图7 各方法在PASCAL VOC 2012验证集的分割结果对比Fig.7 Comparison of segmentation results of different methods on PASCAL VOC 2012 val set((a)original images;(b)ground truth;(c)SSDD;(d)SEAM;(e)SBNet;(f)NSROM;(g)I2CRC;(h)SIPE;(i)ours)
表4 详细列出了各分割模型在PASCAL VOC 2012 验证集上得到的21 个类别的mIoU 值对比,本文方法在13 个类别上优于所比较的方法。在背景类上取得了92% 的mIoU 值,相比其他方法取得了最高性能,表明本文方法有效利用显著图参与训练,取得了性能提升。另外,本文方法在bus、car、cat、cow和dog等类别取得了较好的效果。
表4 各方法在PASCAL VOC 2012验证集上不同类别的mIoU值对比Table 4 The mIoU comparison of different classes and different methods on PASCAL VOC 2012 val set/%
表5 给出了各方法在验证集和测试集上的性能对比。与其他方法相比,本文所提出的弱监督语义分割框架在验证集和测试集上的性能均有明显提升,比排名第2 的算法在验证集上高出0.6%,在测试集上高出0.9%。

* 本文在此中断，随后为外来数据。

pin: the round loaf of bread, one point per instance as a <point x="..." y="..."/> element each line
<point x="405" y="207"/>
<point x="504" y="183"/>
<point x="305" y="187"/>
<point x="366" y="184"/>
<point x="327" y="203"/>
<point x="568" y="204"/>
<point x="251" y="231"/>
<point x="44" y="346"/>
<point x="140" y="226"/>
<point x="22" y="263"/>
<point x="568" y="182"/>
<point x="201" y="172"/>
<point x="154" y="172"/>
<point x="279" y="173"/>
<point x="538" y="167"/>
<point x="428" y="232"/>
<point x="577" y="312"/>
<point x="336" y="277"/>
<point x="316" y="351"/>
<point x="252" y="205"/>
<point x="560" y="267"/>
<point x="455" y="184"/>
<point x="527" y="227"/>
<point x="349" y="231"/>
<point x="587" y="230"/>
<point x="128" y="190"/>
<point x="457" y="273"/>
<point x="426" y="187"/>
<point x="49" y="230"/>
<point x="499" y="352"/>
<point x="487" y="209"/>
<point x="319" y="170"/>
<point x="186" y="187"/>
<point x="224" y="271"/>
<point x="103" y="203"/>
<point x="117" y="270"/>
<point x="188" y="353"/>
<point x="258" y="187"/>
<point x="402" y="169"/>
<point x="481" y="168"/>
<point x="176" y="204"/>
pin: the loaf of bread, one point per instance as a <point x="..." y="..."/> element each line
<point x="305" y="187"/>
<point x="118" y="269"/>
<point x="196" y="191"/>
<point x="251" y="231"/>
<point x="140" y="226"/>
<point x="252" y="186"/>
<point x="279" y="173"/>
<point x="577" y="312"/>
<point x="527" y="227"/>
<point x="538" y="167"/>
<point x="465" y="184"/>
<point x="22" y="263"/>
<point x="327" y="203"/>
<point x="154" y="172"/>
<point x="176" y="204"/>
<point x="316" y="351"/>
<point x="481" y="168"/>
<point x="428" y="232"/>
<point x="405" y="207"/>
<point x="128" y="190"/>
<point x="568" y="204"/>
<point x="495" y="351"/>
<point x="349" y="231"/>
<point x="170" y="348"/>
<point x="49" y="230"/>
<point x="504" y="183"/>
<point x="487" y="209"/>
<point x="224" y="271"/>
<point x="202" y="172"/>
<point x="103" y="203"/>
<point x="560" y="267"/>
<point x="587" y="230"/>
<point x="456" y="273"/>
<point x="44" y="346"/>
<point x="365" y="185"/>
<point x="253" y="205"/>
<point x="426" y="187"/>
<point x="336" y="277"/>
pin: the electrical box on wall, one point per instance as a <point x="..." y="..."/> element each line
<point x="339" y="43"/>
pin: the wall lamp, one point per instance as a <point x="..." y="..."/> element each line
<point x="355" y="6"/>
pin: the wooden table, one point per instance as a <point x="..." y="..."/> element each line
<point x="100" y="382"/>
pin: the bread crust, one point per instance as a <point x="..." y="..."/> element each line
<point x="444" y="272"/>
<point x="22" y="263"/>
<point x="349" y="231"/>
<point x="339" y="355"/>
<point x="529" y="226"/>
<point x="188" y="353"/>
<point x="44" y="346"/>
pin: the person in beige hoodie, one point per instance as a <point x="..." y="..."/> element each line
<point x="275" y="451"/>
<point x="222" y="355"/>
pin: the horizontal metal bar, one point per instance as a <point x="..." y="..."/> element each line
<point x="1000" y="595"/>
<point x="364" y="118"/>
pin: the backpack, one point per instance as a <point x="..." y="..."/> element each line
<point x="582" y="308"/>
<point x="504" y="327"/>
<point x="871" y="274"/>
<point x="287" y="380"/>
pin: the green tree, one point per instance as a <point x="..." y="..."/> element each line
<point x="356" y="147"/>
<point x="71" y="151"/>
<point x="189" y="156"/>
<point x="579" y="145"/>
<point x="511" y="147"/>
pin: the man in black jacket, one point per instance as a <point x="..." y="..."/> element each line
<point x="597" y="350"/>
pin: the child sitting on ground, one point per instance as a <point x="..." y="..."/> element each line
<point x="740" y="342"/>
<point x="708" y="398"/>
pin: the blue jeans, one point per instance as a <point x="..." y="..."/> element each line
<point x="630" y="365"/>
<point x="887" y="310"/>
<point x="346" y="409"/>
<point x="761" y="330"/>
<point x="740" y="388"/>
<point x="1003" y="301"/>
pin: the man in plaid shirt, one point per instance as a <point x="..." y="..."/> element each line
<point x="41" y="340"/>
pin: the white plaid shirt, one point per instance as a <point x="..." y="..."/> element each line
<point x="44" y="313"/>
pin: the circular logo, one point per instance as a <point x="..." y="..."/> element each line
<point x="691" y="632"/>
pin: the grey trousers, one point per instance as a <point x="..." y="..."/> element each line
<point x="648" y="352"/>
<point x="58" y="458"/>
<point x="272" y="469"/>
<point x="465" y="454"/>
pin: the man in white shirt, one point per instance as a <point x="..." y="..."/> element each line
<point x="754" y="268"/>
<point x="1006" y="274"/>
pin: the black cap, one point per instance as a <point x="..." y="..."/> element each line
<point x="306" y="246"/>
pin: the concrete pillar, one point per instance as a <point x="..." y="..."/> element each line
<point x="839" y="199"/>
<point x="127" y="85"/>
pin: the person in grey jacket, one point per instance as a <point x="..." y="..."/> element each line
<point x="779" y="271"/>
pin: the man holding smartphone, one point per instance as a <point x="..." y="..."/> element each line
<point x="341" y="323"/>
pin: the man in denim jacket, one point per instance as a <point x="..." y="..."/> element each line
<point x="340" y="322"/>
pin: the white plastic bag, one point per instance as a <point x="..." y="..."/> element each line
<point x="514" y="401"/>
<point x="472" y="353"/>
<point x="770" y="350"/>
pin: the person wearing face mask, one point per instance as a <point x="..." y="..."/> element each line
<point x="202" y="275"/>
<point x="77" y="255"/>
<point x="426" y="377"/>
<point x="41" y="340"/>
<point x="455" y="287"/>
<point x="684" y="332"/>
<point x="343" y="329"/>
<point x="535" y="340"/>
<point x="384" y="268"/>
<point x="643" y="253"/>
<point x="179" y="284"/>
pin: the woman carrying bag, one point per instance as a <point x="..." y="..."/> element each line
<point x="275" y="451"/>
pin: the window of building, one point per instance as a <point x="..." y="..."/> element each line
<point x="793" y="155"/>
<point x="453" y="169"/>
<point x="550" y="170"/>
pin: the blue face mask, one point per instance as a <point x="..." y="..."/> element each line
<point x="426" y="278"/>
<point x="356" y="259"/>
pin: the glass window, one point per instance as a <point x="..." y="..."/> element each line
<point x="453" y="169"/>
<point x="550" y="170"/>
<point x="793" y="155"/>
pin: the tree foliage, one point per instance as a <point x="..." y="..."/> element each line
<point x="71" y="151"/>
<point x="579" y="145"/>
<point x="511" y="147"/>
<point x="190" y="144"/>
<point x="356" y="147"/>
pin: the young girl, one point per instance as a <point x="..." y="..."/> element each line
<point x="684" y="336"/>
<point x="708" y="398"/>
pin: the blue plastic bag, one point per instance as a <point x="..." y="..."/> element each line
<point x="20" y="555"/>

表5 各方法在 PASCAL VOC 2012验证集和测试集上的mIoU值对比Table 5 The mIoU comparison of different methods on PASCAL VOC 2012 val and test datasets/%
表6 列出了本文分割方法所用模块的消融实验结果,实验在验证集上进行,其中基线为直接用类激活图生成初始伪标签训练分割网络所得(Chen 等,2018)。本文框架与基线相比有6.9%的性能提升。其中本文所提标签迭代精调模块实现了2.2%的性能提升,证明了该模块的有效性。
表6 语义分割消融实验Table 6 Ablation experiment of semantic segmentation
为了进一步验证本文算法对于多目标和小尺寸目标的分割性能,在COCO 2014 数据集上进行了相关实验。与PASCAL VOC 2012 相比,该数据集类别更为丰富,且包含大量具有多个目标类别的图像,对算法性能提出了更高要求。表7 给出了本文方法和DSRG(deep seeded region growing)、SEAM、EPS(explicit pseudo-pixel supervision)(Lee 等,2021b)、SIPE 等算法在COCO 2014 验证集上的性能对比,可以看出,本文方法获得了0.5%的性能提升,进一步验证了本文方法的有效性。
表7 COCO 2014验证集上分割结果对比实验Table 7 Comparison experiments of segmentation results in COCO 2014 val dataset
3 结论
本文提出了一种显著性引导的目标互补隐藏弱监督语义分割方法,通过将显著图所定位的显著区域进行随机隐藏获得目标互补图像对,再将其送入网络分别获得类激活图,通过融合互补图像的类激活图可以获得更完整的激活区域,再用其作为监督引导网络扩展激活区域。此外,本文还加入了双重注意力修正模块来获取全局上下文信息以修正获得的类激活图。在伪标签的生成环节,提出了标签迭代精调策略,通过结合分割网络预测、类激活图以及显著图生成更高质量的伪标签。在Pascal VOC 2012 和COCO 2014 数据集上的大量实验证明了本文所提弱监督语义分割方法的优越性。
基于图像级标签的弱监督语义分割仍然是一个具有挑战性的问题,本文方法在一些容易和背景混淆的物体类别上的分割性能仍有待提高,今后将进一步研究提升伪标签在这类物体上的准确度,从而进一步提高分割性能。